When Shaine and Lauren Gaspard were first told their daughter Ella’s diagnosis in late January, they’d never heard of Rett syndrome and had to Google it.
Raising awareness about the rare genetic disease, as well as funds to find a cure, has since become the family’s mission. The condition affects brain development and causes severe physical and mental disabilities from early childhood.
The Gaspards were told that their three-year old Ella might not be able to walk in just a few short years. But after receiving this devastating news, they made the decision to channel their energies into advocacy.
“We had two choices: We could either cry about it or we could get out and do something about it,” Lauren Gaspard said. “I joined a Facebook support group and then decided to establish a fund to help find a cure.”
Drawing almost 200 walkers and runners on Saturday, the Ella’s Hope 5K Walk/Run was part of the ongoing effort to raise money for research. The race began in the Port of Sale Mall near Mandel Circle and stretched down to the St. Thomas ferry terminal along the waterfront in Charlotte Amalie.
Ella was first diagnosed with autism at 18 months old, but Shaine Gaspard said that finding out his daughter has Rett syndrome is what really kick-started his goal to shine a light on the condition.
“This has really helped our family come together to turn this into something positive,” Shaine Gaspard said, adding that his teenage daughter, Alex, was also involved in setting up the race.
“Awareness is more than the color of a wristband. It’s educating yourself, your children and your community,” Gaspard continued.
Both Shaine and Lauren Gaspard said they were touched by the support they’ve received from the community, especially considering they only received their daughter’s diagnosis about two and a half months ago.

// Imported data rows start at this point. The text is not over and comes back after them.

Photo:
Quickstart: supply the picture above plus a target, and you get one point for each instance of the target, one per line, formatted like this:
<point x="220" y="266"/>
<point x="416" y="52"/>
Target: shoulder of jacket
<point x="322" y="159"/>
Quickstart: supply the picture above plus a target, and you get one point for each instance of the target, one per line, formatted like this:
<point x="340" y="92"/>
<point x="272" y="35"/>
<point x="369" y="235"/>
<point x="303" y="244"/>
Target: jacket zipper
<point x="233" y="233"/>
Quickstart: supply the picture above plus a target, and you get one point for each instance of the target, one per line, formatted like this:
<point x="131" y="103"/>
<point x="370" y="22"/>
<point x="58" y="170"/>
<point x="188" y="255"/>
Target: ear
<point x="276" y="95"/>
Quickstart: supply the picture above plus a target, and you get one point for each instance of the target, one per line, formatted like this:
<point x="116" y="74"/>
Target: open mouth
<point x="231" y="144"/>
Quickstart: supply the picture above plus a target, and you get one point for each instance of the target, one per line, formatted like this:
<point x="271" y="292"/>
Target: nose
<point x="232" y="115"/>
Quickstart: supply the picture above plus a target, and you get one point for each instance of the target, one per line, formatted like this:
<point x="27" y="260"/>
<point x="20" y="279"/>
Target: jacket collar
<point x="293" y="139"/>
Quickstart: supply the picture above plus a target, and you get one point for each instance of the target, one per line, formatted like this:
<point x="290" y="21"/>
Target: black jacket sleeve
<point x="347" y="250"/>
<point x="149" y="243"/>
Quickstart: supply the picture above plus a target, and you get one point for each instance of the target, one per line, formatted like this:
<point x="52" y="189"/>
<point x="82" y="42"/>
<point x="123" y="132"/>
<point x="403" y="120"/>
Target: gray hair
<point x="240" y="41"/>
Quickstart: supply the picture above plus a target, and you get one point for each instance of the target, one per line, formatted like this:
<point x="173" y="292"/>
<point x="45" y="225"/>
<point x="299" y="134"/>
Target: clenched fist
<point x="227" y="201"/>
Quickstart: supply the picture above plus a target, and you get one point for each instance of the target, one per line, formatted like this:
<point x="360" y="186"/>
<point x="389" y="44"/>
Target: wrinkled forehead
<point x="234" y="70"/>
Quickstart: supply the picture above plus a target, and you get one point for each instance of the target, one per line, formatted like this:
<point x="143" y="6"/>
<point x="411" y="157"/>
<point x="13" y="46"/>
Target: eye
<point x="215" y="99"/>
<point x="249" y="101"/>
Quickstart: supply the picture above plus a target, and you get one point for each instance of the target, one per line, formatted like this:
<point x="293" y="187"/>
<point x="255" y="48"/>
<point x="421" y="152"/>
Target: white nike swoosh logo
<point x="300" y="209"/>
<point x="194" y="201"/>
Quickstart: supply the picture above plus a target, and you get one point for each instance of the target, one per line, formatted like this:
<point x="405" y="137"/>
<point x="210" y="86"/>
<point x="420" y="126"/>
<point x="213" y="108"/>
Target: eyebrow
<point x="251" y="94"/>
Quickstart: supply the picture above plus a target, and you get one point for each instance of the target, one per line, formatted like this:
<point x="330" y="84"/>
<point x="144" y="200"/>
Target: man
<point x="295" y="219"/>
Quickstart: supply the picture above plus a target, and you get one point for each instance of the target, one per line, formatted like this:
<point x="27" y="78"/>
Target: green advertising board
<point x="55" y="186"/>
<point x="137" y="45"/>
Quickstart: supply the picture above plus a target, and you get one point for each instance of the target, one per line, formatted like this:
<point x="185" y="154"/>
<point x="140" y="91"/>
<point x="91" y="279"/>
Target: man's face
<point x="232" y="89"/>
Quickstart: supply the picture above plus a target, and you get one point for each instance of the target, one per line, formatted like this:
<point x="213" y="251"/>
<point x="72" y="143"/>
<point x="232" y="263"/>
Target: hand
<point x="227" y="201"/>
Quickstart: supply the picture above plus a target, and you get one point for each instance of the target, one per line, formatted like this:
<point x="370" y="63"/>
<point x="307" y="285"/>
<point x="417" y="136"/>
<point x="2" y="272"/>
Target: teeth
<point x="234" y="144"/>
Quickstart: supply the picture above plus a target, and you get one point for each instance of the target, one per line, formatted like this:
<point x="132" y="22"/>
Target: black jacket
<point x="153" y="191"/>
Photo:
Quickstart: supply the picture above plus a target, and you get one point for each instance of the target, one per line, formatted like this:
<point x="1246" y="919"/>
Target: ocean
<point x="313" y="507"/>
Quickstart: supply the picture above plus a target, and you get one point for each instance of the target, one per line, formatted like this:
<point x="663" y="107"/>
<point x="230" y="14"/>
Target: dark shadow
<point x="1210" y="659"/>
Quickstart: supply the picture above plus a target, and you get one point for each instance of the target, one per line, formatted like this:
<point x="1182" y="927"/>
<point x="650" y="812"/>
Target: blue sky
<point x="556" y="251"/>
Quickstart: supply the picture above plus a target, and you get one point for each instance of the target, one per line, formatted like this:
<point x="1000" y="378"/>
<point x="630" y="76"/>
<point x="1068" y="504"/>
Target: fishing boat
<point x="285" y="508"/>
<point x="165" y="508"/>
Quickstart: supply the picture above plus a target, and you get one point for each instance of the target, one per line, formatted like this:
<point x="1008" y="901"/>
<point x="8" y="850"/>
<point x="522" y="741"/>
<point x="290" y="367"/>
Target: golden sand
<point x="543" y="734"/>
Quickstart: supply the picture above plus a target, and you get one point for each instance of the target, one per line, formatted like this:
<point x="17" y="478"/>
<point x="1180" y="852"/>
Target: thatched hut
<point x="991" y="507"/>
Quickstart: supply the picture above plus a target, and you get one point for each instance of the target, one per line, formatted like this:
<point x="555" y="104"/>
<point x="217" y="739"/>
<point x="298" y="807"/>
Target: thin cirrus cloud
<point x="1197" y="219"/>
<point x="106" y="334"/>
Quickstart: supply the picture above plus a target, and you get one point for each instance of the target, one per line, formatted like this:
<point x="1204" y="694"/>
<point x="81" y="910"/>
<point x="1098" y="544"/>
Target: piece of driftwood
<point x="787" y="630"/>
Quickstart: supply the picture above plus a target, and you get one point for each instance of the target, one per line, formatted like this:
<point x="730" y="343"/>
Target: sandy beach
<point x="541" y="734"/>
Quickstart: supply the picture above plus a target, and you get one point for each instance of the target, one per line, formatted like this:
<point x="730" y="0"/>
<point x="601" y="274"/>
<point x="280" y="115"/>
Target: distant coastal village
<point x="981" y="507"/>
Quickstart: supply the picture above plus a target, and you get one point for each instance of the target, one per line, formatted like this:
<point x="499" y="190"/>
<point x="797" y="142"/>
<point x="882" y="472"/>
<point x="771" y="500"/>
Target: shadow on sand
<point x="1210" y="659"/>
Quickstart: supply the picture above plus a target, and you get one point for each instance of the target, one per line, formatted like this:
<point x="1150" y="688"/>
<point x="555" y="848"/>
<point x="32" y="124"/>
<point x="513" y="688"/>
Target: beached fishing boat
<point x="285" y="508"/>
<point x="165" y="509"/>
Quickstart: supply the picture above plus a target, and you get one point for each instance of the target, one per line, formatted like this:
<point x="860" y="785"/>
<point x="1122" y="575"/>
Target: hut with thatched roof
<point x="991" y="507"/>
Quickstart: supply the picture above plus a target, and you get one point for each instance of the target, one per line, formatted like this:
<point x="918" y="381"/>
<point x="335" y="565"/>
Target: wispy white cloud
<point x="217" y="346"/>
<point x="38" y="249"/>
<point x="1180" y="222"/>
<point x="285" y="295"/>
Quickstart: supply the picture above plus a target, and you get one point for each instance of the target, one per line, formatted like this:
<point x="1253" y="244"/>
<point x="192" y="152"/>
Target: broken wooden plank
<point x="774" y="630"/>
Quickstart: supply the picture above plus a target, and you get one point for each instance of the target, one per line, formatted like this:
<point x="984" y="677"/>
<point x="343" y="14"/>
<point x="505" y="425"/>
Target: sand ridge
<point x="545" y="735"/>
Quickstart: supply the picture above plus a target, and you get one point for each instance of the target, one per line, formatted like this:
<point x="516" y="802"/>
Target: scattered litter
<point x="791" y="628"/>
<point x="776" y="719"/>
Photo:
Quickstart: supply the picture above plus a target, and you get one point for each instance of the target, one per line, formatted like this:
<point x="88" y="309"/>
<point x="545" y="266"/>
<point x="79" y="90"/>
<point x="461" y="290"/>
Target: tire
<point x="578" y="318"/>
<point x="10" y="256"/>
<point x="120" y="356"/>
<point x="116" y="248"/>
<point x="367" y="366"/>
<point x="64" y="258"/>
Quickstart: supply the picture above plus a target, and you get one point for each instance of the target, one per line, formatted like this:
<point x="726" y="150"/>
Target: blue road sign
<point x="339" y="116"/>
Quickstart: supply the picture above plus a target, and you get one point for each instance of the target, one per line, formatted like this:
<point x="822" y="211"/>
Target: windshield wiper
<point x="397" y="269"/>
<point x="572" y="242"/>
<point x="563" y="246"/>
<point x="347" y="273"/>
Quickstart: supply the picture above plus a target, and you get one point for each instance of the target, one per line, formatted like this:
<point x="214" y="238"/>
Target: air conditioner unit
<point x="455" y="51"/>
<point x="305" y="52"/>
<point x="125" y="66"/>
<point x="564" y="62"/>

Monique Simon said that she participated in the race along with her husband and son because they wanted to contribute to raising funds and awareness. Like most others participating in the race, Simon said she wasn’t familiar with Rett syndrome until she heard Ella’s story.
“The disease and other rare diseases like it could affect anyone and we really need to work to find cures. It’s important to come together at events like this,” Simon said.
St. Thomas residents weren’t the only ones to turn out for the race. Johnnie Medina of Washington state was vacationing on island and heard about the run from the tour operators of a snorkeling trip he took the day before.
Medina, who turned 67 on Saturday, said he couldn’t think of a better way to spend his birthday than running for a meaningful cause such as this.
There is currently no cure for Rett syndrome, but speech, occupational and physical therapies do help to slow and manage its symptoms.
Ella’s Hope Fund is managed through the Community Foundation of the Virgin Islands. The funds can only be used for research grants.
According to rettsyndrome.org, the disease is most often misdiagnosed as autism, cerebral palsy or non-specific developmental delay. It’s almost always seen in girls, but can occur rarely in boys.
Lauren Gaspard said she’s hopeful that a cure could be discovered soon. Research scientists recently discovered a way to reverse Rett syndrome in male mice and are now looking to replicate this success in female mice.
From there, it’s possible a cure could be applied to people like young Ella.
“We’re helping to raise money along with other people from around the world to find a cure, so that Ella might be able to talk someday,” said Lauren Gaspard.